Octyabr (1927) Review

Octyabr (1927) Director: Sergei Eisenstein, Grigori Aleksandrov


In English the film is called “October: Ten Days That Shook the World”. The addition of the ‘ten days that shook the world’ was only part of the release in English for the popular John Reed book of the same name. He was an American Soviet sympathizer who wrote a first-hand account of the October Bolshevik revolution. The film was commissioned by the Soviet government to commemorate the anniversary of the revolution.

Octyabr is another masterful film from Sergei Eisenstein, widely credited as the inventor of the ‘Soviet’ montage style of dramatic and propaganda film-editing.

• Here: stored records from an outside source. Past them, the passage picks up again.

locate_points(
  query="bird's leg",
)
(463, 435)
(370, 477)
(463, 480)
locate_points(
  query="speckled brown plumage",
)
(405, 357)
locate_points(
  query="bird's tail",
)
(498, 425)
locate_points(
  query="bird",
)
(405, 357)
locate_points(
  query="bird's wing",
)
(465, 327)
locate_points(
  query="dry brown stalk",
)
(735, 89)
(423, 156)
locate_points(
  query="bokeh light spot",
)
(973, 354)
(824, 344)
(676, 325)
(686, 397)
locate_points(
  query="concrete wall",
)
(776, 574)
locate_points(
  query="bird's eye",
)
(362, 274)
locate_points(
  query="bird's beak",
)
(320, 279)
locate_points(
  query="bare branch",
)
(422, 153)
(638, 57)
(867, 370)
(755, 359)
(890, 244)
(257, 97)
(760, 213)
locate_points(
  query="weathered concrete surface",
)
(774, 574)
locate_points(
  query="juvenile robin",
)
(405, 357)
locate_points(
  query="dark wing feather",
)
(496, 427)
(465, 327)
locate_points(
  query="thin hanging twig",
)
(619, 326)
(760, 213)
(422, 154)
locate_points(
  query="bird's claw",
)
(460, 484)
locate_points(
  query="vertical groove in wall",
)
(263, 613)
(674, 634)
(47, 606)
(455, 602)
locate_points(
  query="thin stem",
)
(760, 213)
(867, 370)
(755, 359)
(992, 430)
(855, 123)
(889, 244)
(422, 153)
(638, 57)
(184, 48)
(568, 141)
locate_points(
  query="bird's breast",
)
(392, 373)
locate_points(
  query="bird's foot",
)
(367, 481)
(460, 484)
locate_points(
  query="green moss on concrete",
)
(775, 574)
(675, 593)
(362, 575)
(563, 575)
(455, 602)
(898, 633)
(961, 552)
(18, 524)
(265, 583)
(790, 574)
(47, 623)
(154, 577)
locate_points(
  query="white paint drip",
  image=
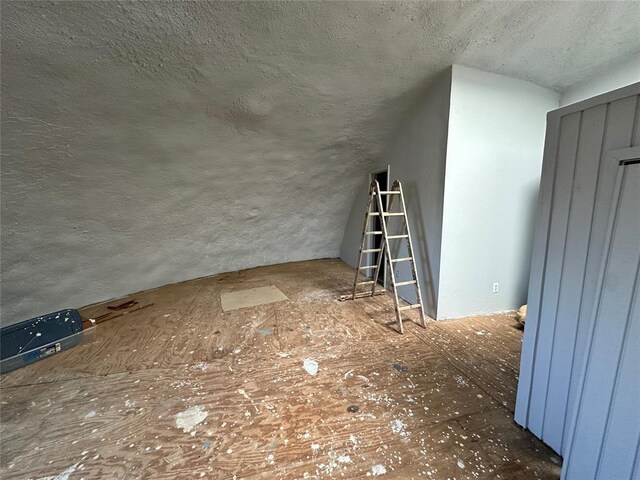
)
(310, 366)
(64, 475)
(191, 417)
(398, 426)
(377, 470)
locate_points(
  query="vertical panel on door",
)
(609, 383)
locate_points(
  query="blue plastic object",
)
(34, 339)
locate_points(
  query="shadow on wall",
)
(420, 243)
(530, 194)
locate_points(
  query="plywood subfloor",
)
(432, 403)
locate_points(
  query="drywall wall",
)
(145, 143)
(494, 160)
(416, 154)
(584, 145)
(613, 77)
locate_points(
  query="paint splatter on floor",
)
(191, 417)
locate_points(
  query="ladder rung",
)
(410, 307)
(390, 237)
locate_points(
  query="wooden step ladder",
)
(376, 199)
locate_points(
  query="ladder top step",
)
(410, 307)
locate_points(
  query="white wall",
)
(416, 154)
(620, 76)
(494, 160)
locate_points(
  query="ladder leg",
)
(414, 270)
(383, 222)
(364, 239)
(377, 274)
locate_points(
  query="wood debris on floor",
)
(308, 387)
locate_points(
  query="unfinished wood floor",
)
(432, 403)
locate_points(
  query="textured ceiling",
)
(151, 142)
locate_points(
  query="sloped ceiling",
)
(151, 142)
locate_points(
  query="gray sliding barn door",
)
(605, 431)
(579, 175)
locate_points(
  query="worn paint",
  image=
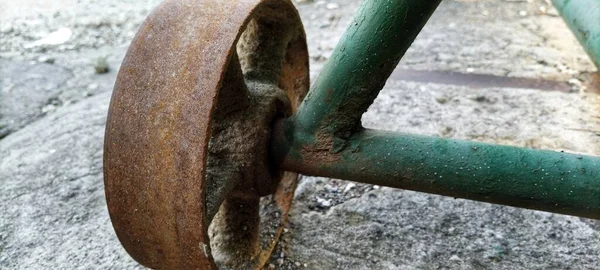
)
(542, 180)
(583, 18)
(366, 55)
(325, 137)
(176, 86)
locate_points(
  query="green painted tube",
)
(543, 180)
(367, 53)
(583, 17)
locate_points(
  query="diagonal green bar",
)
(543, 180)
(366, 55)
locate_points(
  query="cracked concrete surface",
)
(53, 213)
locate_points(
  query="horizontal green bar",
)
(543, 180)
(583, 17)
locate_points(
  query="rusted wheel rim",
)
(176, 73)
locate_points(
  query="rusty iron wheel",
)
(186, 169)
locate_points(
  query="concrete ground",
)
(53, 108)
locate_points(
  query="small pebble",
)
(46, 59)
(100, 65)
(455, 258)
(332, 6)
(349, 187)
(93, 86)
(441, 99)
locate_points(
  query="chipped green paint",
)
(366, 55)
(583, 17)
(325, 138)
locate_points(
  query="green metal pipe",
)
(367, 53)
(543, 180)
(583, 17)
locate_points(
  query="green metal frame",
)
(325, 136)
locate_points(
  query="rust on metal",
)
(176, 87)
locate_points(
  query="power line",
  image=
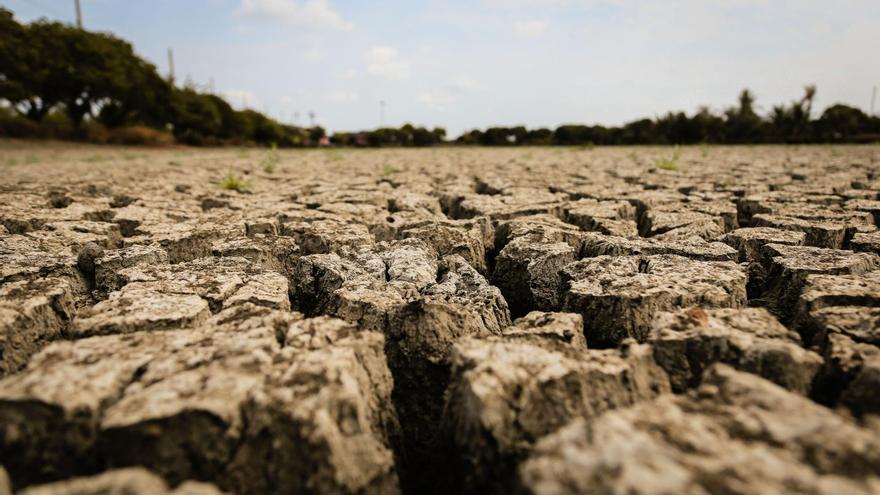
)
(47, 9)
(78, 14)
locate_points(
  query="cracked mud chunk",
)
(737, 433)
(687, 342)
(32, 314)
(695, 248)
(607, 217)
(24, 258)
(183, 241)
(537, 325)
(787, 269)
(328, 236)
(860, 323)
(538, 229)
(821, 293)
(138, 307)
(230, 403)
(851, 375)
(271, 253)
(506, 393)
(504, 207)
(108, 267)
(673, 225)
(528, 273)
(159, 297)
(619, 296)
(423, 306)
(749, 240)
(817, 233)
(468, 239)
(126, 481)
(866, 242)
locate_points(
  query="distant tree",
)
(842, 123)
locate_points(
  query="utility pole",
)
(170, 64)
(78, 15)
(873, 100)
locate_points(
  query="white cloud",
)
(342, 97)
(241, 98)
(313, 54)
(435, 100)
(465, 84)
(310, 14)
(384, 61)
(530, 28)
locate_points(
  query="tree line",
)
(739, 124)
(58, 81)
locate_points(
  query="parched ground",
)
(448, 320)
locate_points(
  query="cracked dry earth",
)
(539, 321)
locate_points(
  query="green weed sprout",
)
(232, 183)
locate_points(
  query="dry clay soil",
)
(449, 320)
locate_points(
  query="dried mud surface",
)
(534, 320)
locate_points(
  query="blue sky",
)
(474, 63)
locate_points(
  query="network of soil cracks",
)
(448, 320)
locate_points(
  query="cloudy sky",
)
(475, 63)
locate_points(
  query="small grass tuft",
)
(389, 170)
(271, 160)
(670, 163)
(233, 183)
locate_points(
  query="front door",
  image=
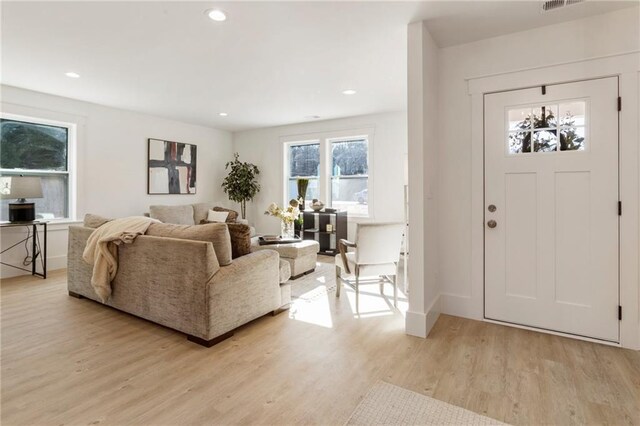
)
(551, 208)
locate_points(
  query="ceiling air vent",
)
(556, 4)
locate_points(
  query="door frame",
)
(625, 66)
(484, 174)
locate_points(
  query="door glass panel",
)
(545, 116)
(572, 139)
(573, 113)
(519, 142)
(545, 140)
(547, 128)
(520, 119)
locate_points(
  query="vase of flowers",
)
(287, 216)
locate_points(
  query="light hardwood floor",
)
(70, 361)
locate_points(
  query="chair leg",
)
(357, 294)
(395, 291)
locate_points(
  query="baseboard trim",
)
(53, 263)
(462, 306)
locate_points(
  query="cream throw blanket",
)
(102, 249)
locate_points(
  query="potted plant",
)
(241, 184)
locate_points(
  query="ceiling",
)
(270, 63)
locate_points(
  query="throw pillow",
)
(240, 239)
(216, 233)
(233, 215)
(181, 215)
(94, 221)
(214, 216)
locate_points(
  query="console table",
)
(315, 228)
(38, 249)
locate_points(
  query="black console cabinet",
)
(315, 228)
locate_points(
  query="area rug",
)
(386, 404)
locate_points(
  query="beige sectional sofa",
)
(180, 284)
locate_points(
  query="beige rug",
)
(386, 404)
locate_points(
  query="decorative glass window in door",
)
(547, 128)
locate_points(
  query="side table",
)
(38, 250)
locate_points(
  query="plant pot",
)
(286, 230)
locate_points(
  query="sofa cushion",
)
(94, 220)
(220, 217)
(233, 215)
(216, 233)
(240, 239)
(180, 215)
(200, 211)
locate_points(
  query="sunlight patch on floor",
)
(312, 307)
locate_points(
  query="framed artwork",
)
(171, 167)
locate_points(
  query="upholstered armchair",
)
(375, 254)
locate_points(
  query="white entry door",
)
(551, 208)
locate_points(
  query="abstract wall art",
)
(171, 167)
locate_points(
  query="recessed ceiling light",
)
(216, 14)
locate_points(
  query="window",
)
(337, 168)
(547, 128)
(349, 176)
(304, 163)
(37, 148)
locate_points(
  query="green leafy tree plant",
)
(241, 184)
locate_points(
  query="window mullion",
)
(325, 171)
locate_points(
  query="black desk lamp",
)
(21, 188)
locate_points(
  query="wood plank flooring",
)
(69, 361)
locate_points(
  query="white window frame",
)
(71, 159)
(324, 182)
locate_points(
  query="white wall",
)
(598, 36)
(111, 160)
(264, 148)
(424, 288)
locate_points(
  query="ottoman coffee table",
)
(301, 256)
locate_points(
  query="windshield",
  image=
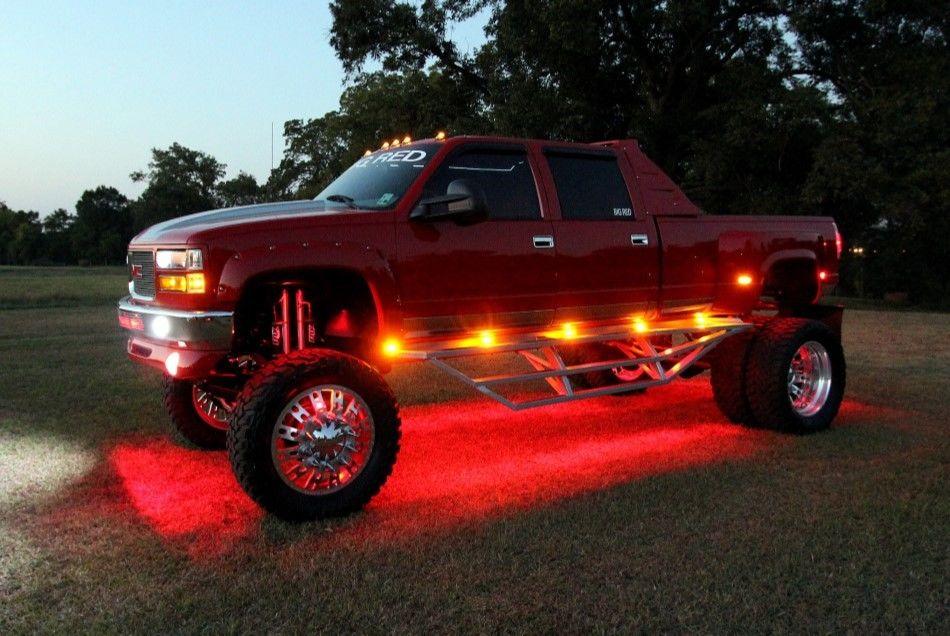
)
(379, 180)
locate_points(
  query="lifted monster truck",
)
(273, 323)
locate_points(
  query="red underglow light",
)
(460, 461)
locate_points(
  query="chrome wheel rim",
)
(322, 439)
(809, 378)
(212, 409)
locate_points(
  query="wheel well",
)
(792, 282)
(340, 303)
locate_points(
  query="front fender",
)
(364, 260)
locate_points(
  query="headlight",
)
(179, 259)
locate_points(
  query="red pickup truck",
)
(273, 323)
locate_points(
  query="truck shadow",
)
(463, 462)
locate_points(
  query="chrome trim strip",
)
(126, 305)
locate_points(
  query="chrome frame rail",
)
(540, 350)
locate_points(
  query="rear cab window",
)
(501, 173)
(590, 186)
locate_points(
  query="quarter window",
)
(503, 177)
(590, 187)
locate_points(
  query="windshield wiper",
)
(342, 198)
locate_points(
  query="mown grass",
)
(59, 286)
(613, 515)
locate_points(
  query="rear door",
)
(498, 272)
(607, 250)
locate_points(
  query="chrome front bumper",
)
(191, 329)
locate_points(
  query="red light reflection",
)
(460, 461)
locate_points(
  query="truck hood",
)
(172, 230)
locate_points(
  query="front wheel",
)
(314, 434)
(795, 375)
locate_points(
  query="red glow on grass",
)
(460, 461)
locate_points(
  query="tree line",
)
(828, 107)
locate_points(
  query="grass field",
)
(645, 513)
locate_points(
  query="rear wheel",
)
(795, 377)
(728, 377)
(199, 414)
(315, 434)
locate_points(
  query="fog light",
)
(171, 363)
(161, 326)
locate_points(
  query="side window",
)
(504, 179)
(590, 187)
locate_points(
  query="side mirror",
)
(463, 202)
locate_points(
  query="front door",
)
(497, 272)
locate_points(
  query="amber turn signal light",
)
(193, 283)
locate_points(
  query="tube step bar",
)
(657, 365)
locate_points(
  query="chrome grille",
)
(144, 284)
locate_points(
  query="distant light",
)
(171, 363)
(568, 331)
(161, 326)
(391, 347)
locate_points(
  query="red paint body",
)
(488, 271)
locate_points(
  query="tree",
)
(57, 237)
(883, 169)
(178, 181)
(102, 227)
(241, 190)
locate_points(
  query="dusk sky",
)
(90, 87)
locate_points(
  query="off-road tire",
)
(177, 397)
(256, 414)
(590, 352)
(728, 363)
(767, 374)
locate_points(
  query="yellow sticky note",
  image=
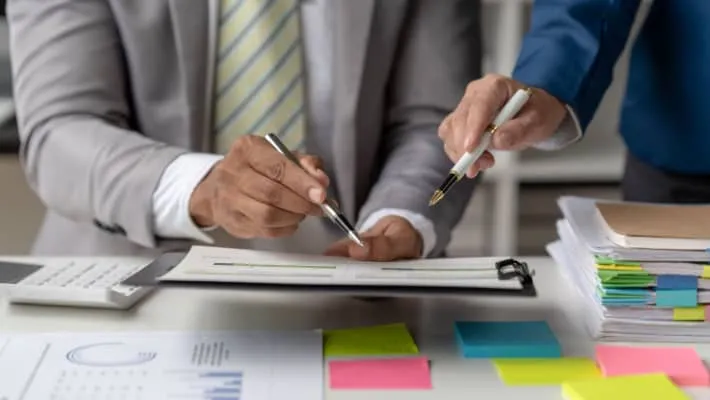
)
(647, 387)
(689, 313)
(544, 371)
(393, 339)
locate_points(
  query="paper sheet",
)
(507, 339)
(647, 387)
(396, 373)
(215, 264)
(392, 339)
(681, 364)
(545, 371)
(689, 313)
(157, 366)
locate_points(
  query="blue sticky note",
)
(677, 298)
(681, 282)
(508, 339)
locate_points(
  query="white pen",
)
(509, 110)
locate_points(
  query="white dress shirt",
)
(171, 215)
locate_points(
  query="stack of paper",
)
(640, 270)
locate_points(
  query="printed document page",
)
(215, 264)
(163, 366)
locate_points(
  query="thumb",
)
(314, 166)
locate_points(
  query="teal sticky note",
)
(677, 298)
(506, 339)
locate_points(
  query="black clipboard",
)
(507, 269)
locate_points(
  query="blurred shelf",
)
(567, 166)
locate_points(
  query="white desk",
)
(430, 319)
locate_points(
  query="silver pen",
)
(329, 208)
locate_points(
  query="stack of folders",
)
(642, 270)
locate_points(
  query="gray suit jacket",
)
(109, 92)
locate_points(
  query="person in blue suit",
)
(568, 56)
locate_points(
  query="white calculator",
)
(76, 282)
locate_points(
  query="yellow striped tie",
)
(259, 77)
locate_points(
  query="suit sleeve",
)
(77, 148)
(440, 52)
(572, 47)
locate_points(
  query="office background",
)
(513, 211)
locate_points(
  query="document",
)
(215, 264)
(163, 366)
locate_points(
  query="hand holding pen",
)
(255, 192)
(498, 113)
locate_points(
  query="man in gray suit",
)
(134, 118)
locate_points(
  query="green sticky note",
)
(545, 371)
(393, 339)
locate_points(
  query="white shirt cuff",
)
(171, 198)
(569, 132)
(422, 224)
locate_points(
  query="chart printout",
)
(163, 366)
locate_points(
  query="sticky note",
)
(676, 282)
(677, 298)
(689, 314)
(393, 339)
(525, 339)
(681, 364)
(395, 373)
(545, 371)
(646, 387)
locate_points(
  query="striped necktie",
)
(259, 77)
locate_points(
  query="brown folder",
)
(657, 220)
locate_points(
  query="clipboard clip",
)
(511, 269)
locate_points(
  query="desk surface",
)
(430, 319)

The film was not as large an international success as The Battleship Potemkin, and for good reason, though it is still a wonderfully innovative movie.

The film is a highly dramatized and, at times, glamorous portrayal of the October communist revolution that took over Russia in 1917. It moves through the February revolution in 1917 that established a provisional government in Russia, only to find it insufficient as people still remained hungry in the streets. Lenin arrives amidst roaring cheers from the crowds. The provisional government decides to take action against the Bolsheviks which spawns a vote to revolt by Lenin and the Bolsheviks. They ’empower’ the workers with weapons and the film concludes with a final dramatic infiltration of the Winter Palace and take control, offering peace and reconciliation, and issuing a new government.